When the Jays came into existence and they were looking for a radio play-by-play man late in 1976, heading into the inaugural season, already with Canadian experience, Cheek was at the top of the list. In fact, when you listened to the two men on their respective broadcasts, it was amazing the inflection, the intonation and the phrasing, how eerily similar they were. It's only fitting that Van Horne, of the two Canadian broadcasting icons, should reach Cooperstown first and even though the window of Cheek's opportunity is closing due to the passage of time since his tragic death, the fact that he is annually kept on the ballot by loyal Jays fans and their online campaign gives him a puncher's chance.
For 32 years, Van Horne was a hidden jewel of baseball. I travelled on the road with the Expos for an average of 75 games for 26 seasons and can honestly say that other than Vin Scully, God's protoype for the position, I never heard a better broadcaster on radio in any of those years, in any of those baseball towns. His call on the final out of Dennis Martinez's perfect game at Dodger Stadium of “El President, El Perfecto” has rarely been equalled in its brevity and dramatic flair.
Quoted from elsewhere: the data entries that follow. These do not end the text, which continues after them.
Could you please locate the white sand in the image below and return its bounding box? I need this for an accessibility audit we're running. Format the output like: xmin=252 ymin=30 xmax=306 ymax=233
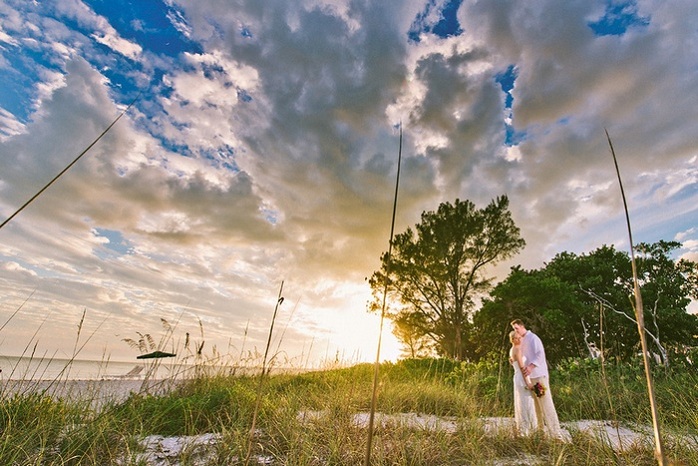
xmin=0 ymin=378 xmax=181 ymax=410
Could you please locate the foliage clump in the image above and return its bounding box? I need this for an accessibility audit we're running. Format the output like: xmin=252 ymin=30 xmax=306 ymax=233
xmin=369 ymin=196 xmax=525 ymax=360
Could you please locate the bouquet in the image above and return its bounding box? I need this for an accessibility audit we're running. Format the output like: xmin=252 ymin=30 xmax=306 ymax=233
xmin=532 ymin=382 xmax=546 ymax=398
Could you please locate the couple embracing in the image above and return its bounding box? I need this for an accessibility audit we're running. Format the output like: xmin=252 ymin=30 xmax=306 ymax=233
xmin=508 ymin=319 xmax=565 ymax=439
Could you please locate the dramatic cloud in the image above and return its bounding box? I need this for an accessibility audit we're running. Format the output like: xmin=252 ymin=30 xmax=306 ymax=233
xmin=0 ymin=0 xmax=696 ymax=364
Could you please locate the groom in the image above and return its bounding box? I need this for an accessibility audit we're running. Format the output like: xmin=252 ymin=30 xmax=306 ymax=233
xmin=510 ymin=319 xmax=563 ymax=439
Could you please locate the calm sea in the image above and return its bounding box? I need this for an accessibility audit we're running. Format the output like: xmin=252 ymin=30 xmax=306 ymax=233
xmin=0 ymin=355 xmax=194 ymax=380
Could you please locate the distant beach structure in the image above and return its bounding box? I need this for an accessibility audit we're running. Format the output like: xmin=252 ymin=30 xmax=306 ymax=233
xmin=103 ymin=364 xmax=144 ymax=380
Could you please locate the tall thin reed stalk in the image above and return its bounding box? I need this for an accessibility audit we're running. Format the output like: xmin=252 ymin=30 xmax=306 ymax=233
xmin=64 ymin=308 xmax=86 ymax=380
xmin=0 ymin=92 xmax=141 ymax=231
xmin=245 ymin=280 xmax=285 ymax=466
xmin=365 ymin=124 xmax=403 ymax=466
xmin=3 ymin=304 xmax=55 ymax=385
xmin=270 ymin=297 xmax=300 ymax=368
xmin=43 ymin=313 xmax=105 ymax=393
xmin=230 ymin=319 xmax=250 ymax=376
xmin=597 ymin=300 xmax=625 ymax=461
xmin=605 ymin=129 xmax=667 ymax=465
xmin=0 ymin=290 xmax=36 ymax=334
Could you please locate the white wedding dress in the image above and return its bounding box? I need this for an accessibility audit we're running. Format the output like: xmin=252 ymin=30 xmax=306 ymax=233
xmin=510 ymin=348 xmax=536 ymax=436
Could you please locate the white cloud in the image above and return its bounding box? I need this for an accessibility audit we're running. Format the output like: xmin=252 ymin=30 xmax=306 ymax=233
xmin=0 ymin=107 xmax=25 ymax=140
xmin=53 ymin=0 xmax=142 ymax=60
xmin=0 ymin=27 xmax=18 ymax=46
xmin=0 ymin=0 xmax=696 ymax=364
xmin=91 ymin=31 xmax=141 ymax=60
xmin=681 ymin=240 xmax=698 ymax=250
xmin=1 ymin=261 xmax=37 ymax=277
xmin=675 ymin=228 xmax=696 ymax=242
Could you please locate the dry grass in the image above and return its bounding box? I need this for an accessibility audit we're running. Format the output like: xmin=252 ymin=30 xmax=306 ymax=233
xmin=1 ymin=357 xmax=696 ymax=465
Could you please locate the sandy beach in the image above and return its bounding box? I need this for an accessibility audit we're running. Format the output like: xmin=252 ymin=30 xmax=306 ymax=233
xmin=0 ymin=378 xmax=181 ymax=410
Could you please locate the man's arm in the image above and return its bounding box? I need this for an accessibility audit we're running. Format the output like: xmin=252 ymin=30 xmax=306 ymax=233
xmin=522 ymin=333 xmax=544 ymax=376
xmin=527 ymin=333 xmax=544 ymax=369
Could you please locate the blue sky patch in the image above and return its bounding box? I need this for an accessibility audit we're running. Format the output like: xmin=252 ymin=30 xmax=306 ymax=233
xmin=261 ymin=207 xmax=279 ymax=225
xmin=0 ymin=41 xmax=63 ymax=123
xmin=495 ymin=65 xmax=526 ymax=146
xmin=94 ymin=228 xmax=132 ymax=257
xmin=495 ymin=65 xmax=516 ymax=109
xmin=408 ymin=0 xmax=463 ymax=42
xmin=504 ymin=124 xmax=526 ymax=147
xmin=588 ymin=1 xmax=650 ymax=36
xmin=0 ymin=68 xmax=32 ymax=123
xmin=85 ymin=0 xmax=202 ymax=56
xmin=237 ymin=89 xmax=253 ymax=103
xmin=158 ymin=139 xmax=193 ymax=158
xmin=199 ymin=145 xmax=240 ymax=173
xmin=0 ymin=1 xmax=201 ymax=128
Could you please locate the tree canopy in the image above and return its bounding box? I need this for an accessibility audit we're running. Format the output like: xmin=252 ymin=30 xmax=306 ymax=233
xmin=368 ymin=196 xmax=525 ymax=360
xmin=474 ymin=241 xmax=698 ymax=365
xmin=368 ymin=191 xmax=698 ymax=366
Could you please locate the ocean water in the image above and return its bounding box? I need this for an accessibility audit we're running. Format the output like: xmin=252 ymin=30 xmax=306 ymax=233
xmin=0 ymin=355 xmax=193 ymax=380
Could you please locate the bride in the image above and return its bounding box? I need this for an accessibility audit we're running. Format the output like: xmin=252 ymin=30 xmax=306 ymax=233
xmin=509 ymin=330 xmax=537 ymax=435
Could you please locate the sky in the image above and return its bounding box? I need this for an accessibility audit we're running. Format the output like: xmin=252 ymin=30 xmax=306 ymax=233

“I think it's the simplicity of that call,” Van Horne said. “But that's for others to decide. Certainly the special moment adds to it. There aren't very many moments like that in baseball. I have never broadcast to make highlights or quirky comments. I try to think of the moment and try to make that moment special for the radio listener. Not to get in the way of what's happening on the field.”
But his most unique call will always be an Expos home run: “Up, up and away.” Van Horne told the story of how that phrasing came about. In the Expos' second season, he and his partner Russ Taylor listened to highlights and realized their home run calls were very similar. He was driving home to the West Island where he was a year-long resident, when he heard the hit song by the Fifth Dimension, “Up, Up and Away.” It got him thinking. He used it for a couple of weeks with no reaction, so he drifted back to other calls. Van Horne recalled that as soon as he stopped, he was besieged by questions from fans and the team's president McHale. “What happened to your home run call?” It returned to stay.
Van Horne's career in Montreal ended on a somewhat sour note. After the great strike of '94, English radio interest in Montreal was low in the late '90s. Negotiation stalled and interested stations played hardball with the Expos, insisting that the right be handed over for next to nothing. As such, there was one disappointing season in 2000 when Van Horne, one of the great voices in baseball was doing radio games for an Internet audience. Baseball cannot survive without radio.
“It wasn't very pleasant,” Van Horne recalled. “My escape daily was the 2-1/2 to 3 hours I was behind the mic to do the ballgame. The rest of the time was spent wondering what I was going to do the rest of my life. A good part of that season was spent agonizing over what next for me, for my family, for my livelihood as a baseball family. Openings at the major-league level don't come up very often.”
After Expos' owner Jeffrey Loria bailed on Montreal and took his talents to South Beach to take over the Marlins in a sweetheart deal, leaving the fate of the Expos in the hands of fatalistic MLB ownership, a spot opened up in the Marlins booth and Van Horne jumped at the chance to move on, to a better situation. By then, he was already a longtime resident of south Florida.
He is a Hall-of-Famer. I speak to Canadians, fans of a certain age, for whom Van Horne was their window to baseball growing up. He influenced an entire nation and generations of sports fans and without the interest and early success of the majors in Montreal, there might not be a Jays.